Janssen Biologics B.V. is one of the Janssen Pharmaceutical Companies of Johnson & Johnson, and is focused on the development, production and marketing of vaccines and antibodies to prevent and combat infectious diseases.

Leiden site Technical Operations (TO) manages the process technology platform strategy for the production of biotherapeutics and vaccines. They are responsible for Validation and Standardization of Equipment for New Product Introduction, and Life Cycle Management (LCM) of their commercial production processes.


Job Description

Yacht Life Sciences has a vacancy for an Associate Scientist Technical Operations to work at Janssen Biologics in Leiden.

As an Associate Scientist you are a member of the Technical Operations (TO) Team with the dedicated focus on:

1. New Product Introduction (NPI) / Life Cycle Management (LCM)

2. (Process) Validation

3. Process improvements

4. Standards and new technology deployment

Essential Job Duties and Responsibilities:

Contribute to LCM/New Technology Introduction for the Site:

  • Act as Subject Matter Expert in upstream processes (USP) for commercial manufacturing of pharmaceutical proteins and vaccines
  • Define (process) validation strategies.
  • Write and review (process) validation protocols and reports
  • Responsible that validation studies are executed conform site standards and Johnson & Johnson guidelines and meet the quality requirements
  • Ensure integration of the global standards into local production processes
  • Act as primary interface between the Leiden site Operations, Quality, BTDS departments and the TO organization
  • Capable of supporting complex investigations and risk assessments
  • Act as SME during internal and external audits and inspections
  • Represent Leiden TO in global project teams.


Job requirements

  • Bachelor or Master degree or equivalent in Science, Engineering and Technical Subjects
  • >2 years of relevant work experience within a GMP regulated environment
  • Knowledge of and experience in a scientific or technical core area. Building knowledge and expertise in other technical and business disciplines.
  • Affinity with process (analytical) technology and digitalization of manufacturing
  • Delivers local small projects, regional project work streams or departmental programs successfully under supervision.

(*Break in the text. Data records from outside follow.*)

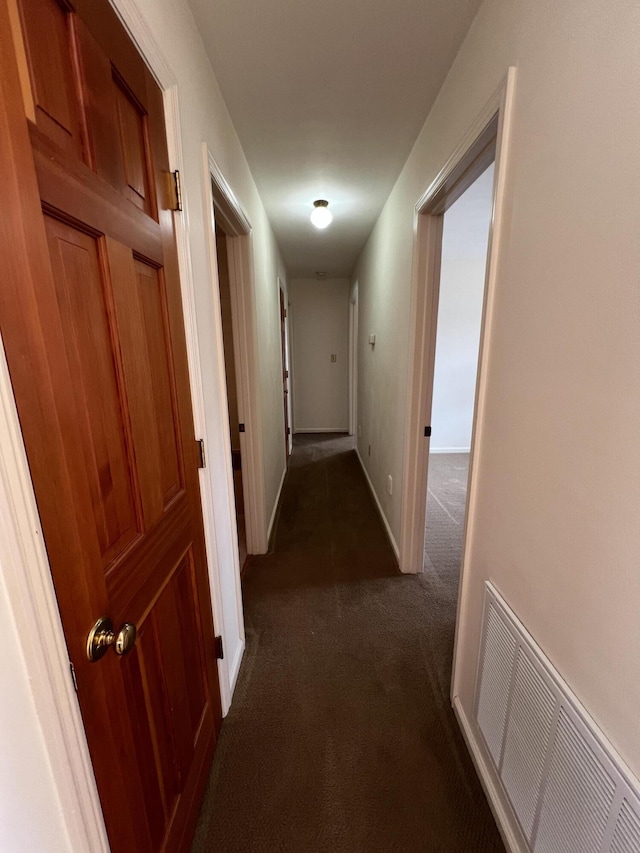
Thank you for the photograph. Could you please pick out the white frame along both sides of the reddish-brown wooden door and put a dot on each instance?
(23, 559)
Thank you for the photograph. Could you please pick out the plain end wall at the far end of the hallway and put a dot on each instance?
(320, 325)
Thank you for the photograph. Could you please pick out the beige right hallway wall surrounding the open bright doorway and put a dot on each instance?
(559, 472)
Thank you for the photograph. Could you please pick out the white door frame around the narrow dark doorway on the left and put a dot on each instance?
(240, 259)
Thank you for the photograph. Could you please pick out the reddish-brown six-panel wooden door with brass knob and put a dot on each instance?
(90, 315)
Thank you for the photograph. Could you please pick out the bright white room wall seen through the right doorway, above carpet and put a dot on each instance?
(464, 255)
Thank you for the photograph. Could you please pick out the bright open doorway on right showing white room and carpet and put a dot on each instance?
(465, 237)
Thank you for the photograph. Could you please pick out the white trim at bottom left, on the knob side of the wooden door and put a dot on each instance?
(27, 575)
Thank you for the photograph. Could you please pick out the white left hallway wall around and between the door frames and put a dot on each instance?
(203, 118)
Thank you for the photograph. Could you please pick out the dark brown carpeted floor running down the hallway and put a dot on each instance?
(341, 737)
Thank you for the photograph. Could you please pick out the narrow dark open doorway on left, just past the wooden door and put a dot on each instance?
(226, 312)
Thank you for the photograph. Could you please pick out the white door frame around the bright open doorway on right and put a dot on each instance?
(487, 137)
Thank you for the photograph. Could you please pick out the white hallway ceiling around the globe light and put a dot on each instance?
(327, 97)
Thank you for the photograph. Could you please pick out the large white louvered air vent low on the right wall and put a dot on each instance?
(567, 788)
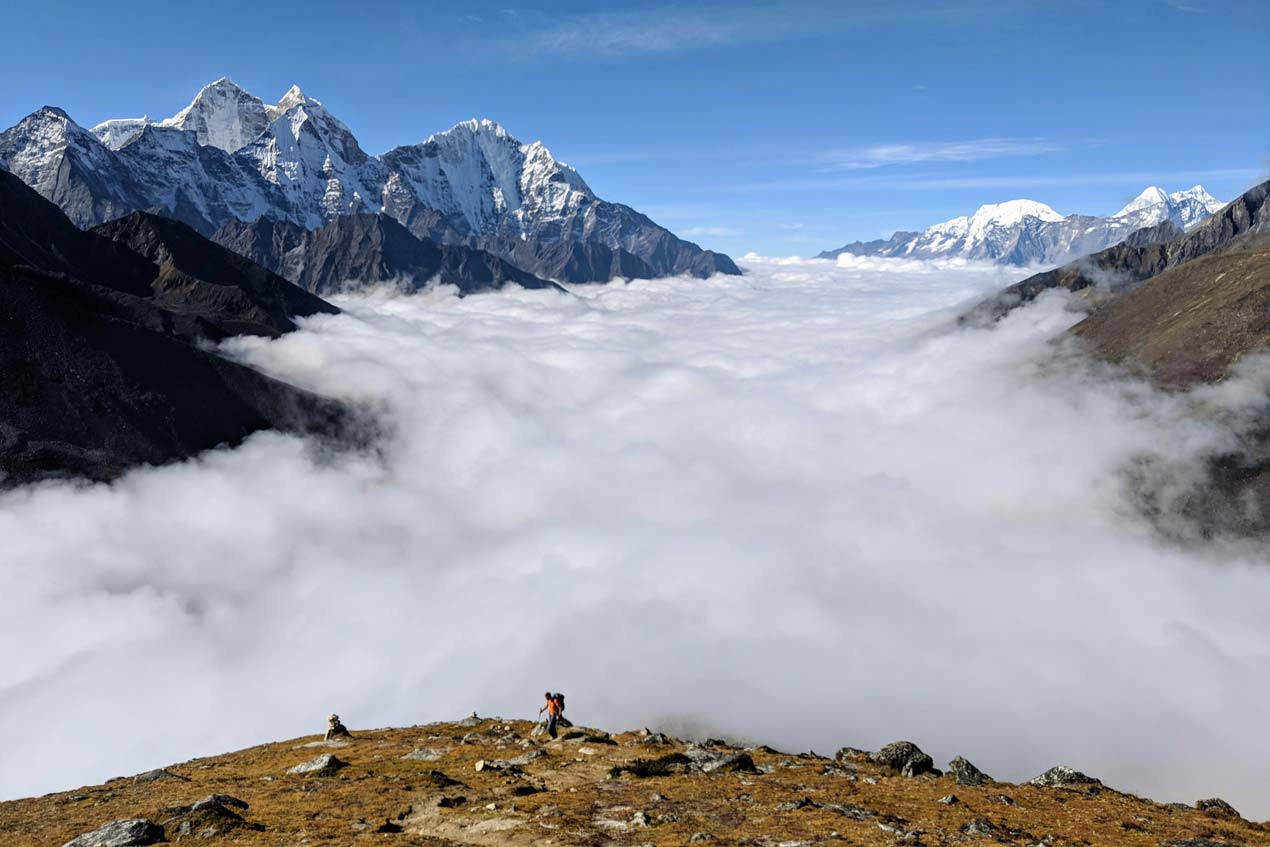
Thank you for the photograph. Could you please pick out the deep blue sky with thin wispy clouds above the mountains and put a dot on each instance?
(784, 129)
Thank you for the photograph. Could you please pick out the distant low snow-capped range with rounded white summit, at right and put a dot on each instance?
(1024, 232)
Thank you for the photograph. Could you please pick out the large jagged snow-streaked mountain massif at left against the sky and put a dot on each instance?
(229, 157)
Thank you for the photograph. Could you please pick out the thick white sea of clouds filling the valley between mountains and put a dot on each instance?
(799, 507)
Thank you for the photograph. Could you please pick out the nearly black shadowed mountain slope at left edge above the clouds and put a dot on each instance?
(101, 365)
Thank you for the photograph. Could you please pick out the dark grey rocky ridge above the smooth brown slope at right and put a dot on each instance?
(1240, 225)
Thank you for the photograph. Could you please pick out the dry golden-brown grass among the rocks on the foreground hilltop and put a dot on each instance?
(578, 804)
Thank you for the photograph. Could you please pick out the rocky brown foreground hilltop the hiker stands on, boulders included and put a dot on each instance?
(487, 782)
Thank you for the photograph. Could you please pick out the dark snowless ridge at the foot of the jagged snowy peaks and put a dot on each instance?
(358, 250)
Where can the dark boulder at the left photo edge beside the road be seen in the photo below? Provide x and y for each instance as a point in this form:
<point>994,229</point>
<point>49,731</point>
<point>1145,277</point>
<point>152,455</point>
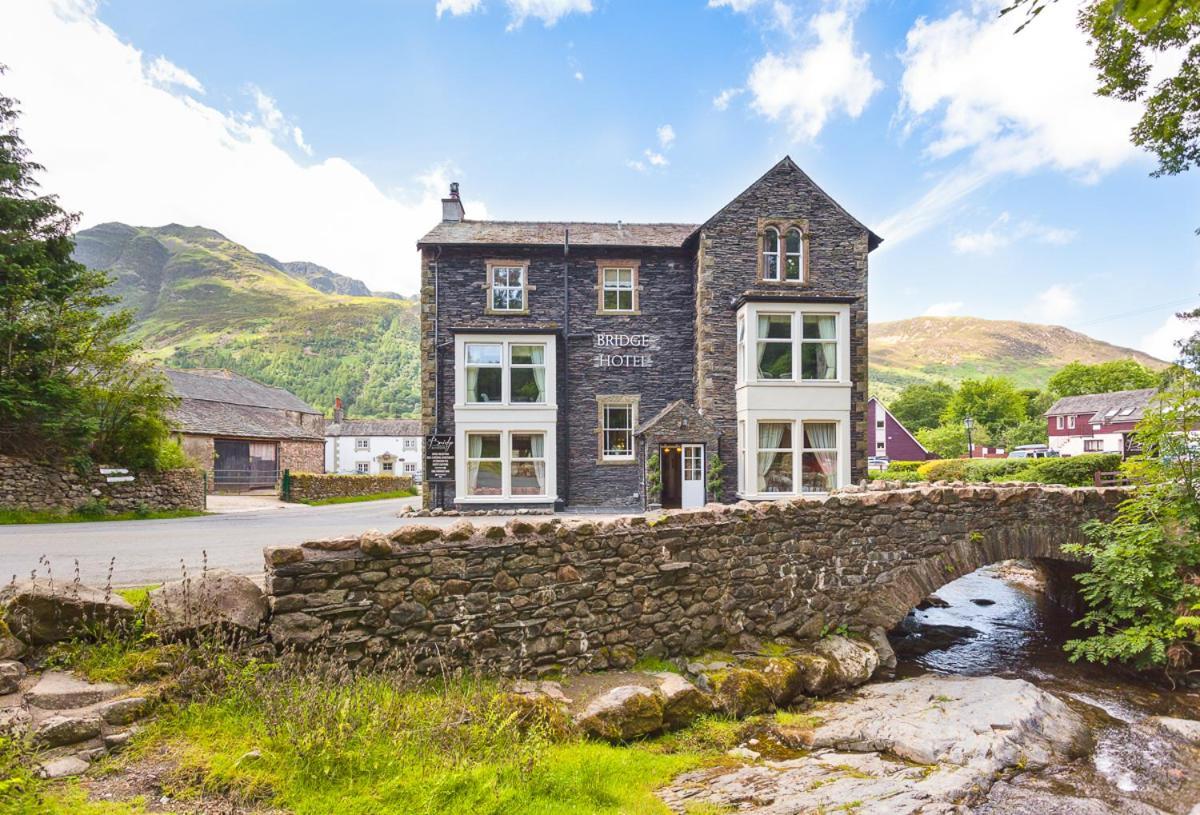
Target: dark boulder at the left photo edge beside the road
<point>41,613</point>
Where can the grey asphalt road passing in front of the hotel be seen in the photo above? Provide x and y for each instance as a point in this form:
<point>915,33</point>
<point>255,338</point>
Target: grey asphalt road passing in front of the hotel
<point>152,552</point>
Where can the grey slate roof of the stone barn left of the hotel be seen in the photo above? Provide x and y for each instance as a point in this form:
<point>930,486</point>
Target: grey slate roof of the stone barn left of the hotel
<point>224,404</point>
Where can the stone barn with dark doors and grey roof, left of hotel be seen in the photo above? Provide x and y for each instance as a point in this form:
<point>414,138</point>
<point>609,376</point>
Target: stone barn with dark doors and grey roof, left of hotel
<point>244,433</point>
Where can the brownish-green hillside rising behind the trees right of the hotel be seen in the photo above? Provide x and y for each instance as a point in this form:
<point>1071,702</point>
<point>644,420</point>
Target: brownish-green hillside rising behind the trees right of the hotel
<point>956,349</point>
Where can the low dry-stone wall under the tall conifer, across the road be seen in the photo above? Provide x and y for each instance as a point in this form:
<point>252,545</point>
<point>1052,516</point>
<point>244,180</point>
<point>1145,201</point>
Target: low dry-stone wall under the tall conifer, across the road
<point>44,487</point>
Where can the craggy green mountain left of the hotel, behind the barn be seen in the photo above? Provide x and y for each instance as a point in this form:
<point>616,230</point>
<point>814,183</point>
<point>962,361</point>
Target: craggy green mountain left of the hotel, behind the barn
<point>202,301</point>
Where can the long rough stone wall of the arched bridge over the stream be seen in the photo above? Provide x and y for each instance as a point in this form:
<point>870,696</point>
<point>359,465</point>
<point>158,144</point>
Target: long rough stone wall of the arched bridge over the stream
<point>541,595</point>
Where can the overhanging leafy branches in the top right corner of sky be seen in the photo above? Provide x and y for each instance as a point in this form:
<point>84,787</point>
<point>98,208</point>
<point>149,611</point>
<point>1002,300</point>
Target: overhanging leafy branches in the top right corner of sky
<point>1127,37</point>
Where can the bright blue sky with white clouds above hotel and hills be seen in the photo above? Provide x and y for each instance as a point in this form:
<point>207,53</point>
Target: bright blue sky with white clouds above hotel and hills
<point>1001,185</point>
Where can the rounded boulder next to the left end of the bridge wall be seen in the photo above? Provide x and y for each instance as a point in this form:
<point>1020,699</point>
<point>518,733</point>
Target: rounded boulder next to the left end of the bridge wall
<point>219,600</point>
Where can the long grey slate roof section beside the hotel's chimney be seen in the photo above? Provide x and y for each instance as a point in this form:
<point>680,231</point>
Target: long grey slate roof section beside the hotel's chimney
<point>550,233</point>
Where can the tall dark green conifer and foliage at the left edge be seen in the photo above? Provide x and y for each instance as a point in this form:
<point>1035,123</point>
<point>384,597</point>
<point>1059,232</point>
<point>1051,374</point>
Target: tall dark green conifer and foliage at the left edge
<point>68,382</point>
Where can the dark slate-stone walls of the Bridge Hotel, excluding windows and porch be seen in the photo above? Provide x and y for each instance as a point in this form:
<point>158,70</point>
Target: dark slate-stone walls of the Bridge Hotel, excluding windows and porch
<point>686,307</point>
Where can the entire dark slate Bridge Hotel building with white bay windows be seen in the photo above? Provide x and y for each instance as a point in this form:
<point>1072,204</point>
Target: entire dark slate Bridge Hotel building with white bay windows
<point>627,365</point>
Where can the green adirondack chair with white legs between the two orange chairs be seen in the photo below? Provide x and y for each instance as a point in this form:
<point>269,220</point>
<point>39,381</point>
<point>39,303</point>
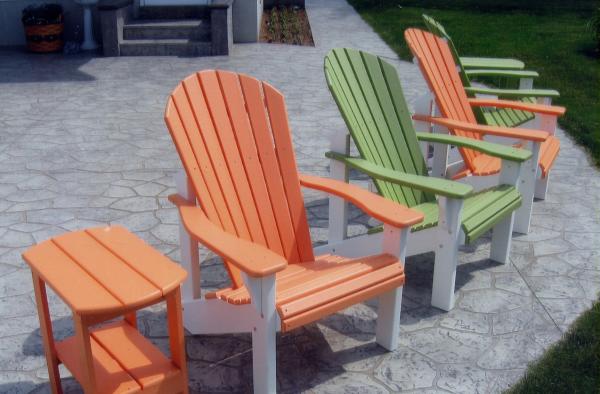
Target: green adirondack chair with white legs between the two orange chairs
<point>368,93</point>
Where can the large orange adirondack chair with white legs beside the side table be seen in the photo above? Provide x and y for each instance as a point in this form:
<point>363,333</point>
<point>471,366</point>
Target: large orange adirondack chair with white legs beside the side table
<point>240,196</point>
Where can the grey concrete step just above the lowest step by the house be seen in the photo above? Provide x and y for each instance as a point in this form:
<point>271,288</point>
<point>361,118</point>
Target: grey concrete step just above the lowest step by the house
<point>148,29</point>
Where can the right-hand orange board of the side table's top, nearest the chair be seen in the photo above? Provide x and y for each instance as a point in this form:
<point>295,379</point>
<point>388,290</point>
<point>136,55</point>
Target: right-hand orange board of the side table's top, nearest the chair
<point>147,261</point>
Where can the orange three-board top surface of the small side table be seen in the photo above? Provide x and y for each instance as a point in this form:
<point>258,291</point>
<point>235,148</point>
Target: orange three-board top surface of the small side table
<point>103,269</point>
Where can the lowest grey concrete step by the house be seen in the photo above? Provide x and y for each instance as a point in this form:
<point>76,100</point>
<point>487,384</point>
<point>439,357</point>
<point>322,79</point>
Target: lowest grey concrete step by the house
<point>165,47</point>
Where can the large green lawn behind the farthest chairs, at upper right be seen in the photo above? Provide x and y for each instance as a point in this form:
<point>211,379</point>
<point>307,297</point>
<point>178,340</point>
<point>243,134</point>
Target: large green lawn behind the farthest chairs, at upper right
<point>551,40</point>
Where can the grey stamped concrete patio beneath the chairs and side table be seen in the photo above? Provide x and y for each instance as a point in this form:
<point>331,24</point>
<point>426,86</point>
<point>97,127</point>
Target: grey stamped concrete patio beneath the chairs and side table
<point>82,143</point>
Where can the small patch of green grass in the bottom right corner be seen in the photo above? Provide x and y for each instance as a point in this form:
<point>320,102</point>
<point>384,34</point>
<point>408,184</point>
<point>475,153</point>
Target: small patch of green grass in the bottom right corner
<point>570,366</point>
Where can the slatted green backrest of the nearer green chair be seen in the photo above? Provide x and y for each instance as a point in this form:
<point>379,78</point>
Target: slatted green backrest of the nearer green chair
<point>368,93</point>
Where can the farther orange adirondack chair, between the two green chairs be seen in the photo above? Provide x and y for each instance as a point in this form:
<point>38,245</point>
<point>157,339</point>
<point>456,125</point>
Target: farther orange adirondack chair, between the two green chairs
<point>440,71</point>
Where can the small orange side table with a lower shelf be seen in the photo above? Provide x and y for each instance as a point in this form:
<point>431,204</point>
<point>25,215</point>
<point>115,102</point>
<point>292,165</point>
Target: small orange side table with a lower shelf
<point>104,273</point>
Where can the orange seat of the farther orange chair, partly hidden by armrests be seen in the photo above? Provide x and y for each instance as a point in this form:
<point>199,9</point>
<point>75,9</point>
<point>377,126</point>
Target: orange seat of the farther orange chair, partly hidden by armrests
<point>488,165</point>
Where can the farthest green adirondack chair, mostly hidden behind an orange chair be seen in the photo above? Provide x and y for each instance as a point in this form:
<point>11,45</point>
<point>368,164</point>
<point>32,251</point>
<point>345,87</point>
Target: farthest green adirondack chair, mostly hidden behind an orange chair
<point>505,69</point>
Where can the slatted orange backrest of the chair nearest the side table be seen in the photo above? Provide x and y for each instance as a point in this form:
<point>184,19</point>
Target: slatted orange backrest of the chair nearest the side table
<point>233,137</point>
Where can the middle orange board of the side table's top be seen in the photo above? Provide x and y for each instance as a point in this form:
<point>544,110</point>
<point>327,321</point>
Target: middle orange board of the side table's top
<point>124,283</point>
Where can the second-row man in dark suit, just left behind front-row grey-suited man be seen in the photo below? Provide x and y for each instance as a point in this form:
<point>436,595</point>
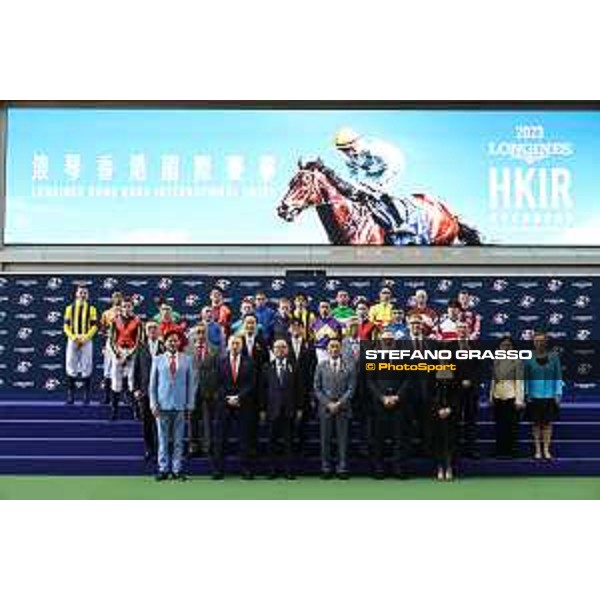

Selects applicable engineering/scientific tactics.
  • Proposes project and/or program goals and tactics. Assists in defining objectives to achieve targets on a team and/or individual level.
  • Experience with validation and with or good understanding of manufacturing processes (USP)


Terms of employment

We offer a challenging position which allows you to work in a dynamic and international environment, ensuring diversity in your work and creating plenty of opportunities for personal development. This concerns a secondment contract via Yacht for 1 year. Full-time (40h) is strongly preferred, working 32 or 36 hours per week can be discussed. We will offer a competitive benefit package in line with the seniority of the position (salary between 2800 and 3800 euro gross per 4 week period).